The second approach, using solar energy, can take any of several forms. Mounding of the soil so that the slopes are at a 45 degree angle facing the sun will warm the mound, but be sure the top of the mound is at least 8-12 inches across to prevent rapid drying of the soil.

The most recent and most effective innovation to raise soil temperatures is the use of a clear plastic mulch. The advantages of a clear plastic mulch are better germination, accelerated plant growth, faster maturity, and reduced moisture loss. The clear plastic mulch fosters faster and more complete gemination because of the increased soil temperature. The soil under the plastic loses very little water through evaporation and the soil warmth is not dissipated through evaporation by the wind. On sunny days, air temperatures have been found to be 30 degrees warmer than the surrounding air under the plastic mulch. This warm air transfers some of its heat to the soil beneath.

When using the clear plastic mulch, prepare the soil, fertilize, and plant the seed as you normally would. Then spread a 3 or 4 foot wide sheet of 1.5 to 2 mil plastic, centering it on the row. Fold both edges back 6 inches and dig a 4 to 5 inch trench on both sides. Now lay the edges of the plastic in the trenches and cover them with soil. Be sure to keep the plastic taut when filling the trenches. When this has been completed, secure the two ends the same way. If the plastic is not fastened securely, it will be damaged by the wind.

As soon as the seedlings break through the soil’s surface, openings must be cut in the clear plastic mulch to release them. If green beans and other broad-leaved plants are not released immediately, they will sunburn. This will either stunt or kill the young seedlings. Sunburn is a result of the high temperatures under the plastic. Sweet corn, however, grows well in the high temperatures under the plastic and does not have to be released until the plants are 3 to 4 inches tall and the danger of frost is past.

Plants grown through plastic have to be supplied with additional water, which is done through the openings from which the plants are growing.

Weeds will grow under the clear plastic but do not seem to hinder the garden crop if adequate water is supplied. The weeds may be pulled by loosening the plastic on one side, then replacing it after weeding. The use of herbicides is not recommended for most home gardens.

Raised beds are also a good way to increase the soil temperature. The raised bed should be at least one foot high to allow the warmer surrounding air to heat the soil and at least 2 feet wide to help prevent the soil bed from drying out. Wider beds may be more convenient but will not warm the soil as effectively.

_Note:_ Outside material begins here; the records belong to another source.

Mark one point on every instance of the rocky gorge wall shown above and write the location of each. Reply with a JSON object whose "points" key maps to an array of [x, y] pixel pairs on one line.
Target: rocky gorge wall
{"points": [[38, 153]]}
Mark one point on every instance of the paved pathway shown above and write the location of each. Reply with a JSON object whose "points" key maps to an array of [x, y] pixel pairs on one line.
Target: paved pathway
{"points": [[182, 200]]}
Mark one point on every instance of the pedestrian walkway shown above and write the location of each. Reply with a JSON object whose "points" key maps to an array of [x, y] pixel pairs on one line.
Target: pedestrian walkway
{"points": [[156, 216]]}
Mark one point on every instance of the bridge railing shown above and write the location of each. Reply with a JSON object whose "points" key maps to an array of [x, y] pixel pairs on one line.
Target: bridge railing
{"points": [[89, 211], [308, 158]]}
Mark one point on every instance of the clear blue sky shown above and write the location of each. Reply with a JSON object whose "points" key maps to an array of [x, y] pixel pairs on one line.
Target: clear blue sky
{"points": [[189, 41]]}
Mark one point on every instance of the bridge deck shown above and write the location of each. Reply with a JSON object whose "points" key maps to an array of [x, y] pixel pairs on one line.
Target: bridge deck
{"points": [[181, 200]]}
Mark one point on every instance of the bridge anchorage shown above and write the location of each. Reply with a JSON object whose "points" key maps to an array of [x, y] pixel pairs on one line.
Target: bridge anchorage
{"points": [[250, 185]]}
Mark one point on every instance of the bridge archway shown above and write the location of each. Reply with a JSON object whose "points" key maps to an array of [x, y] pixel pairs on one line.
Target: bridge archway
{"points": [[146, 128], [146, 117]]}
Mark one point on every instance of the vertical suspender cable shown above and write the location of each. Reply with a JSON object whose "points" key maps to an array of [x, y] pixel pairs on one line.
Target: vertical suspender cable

Raised beds are the most common and easiest method of raising soil temperature, but is also the least effective of the methods described.

The above methods, used alone or in combination, will raise the soil temperature which will decrease the time to maturity on plants with cold-sensitive roots such as sweet corn, green beans, cucumbers, tomatoes, and squash. Less sensitive plants will also benefit from these techniques.

Gardening in the subarctic is not difficult for the prepared, and these tips will help make your garden more successful and your rewards more plentiful.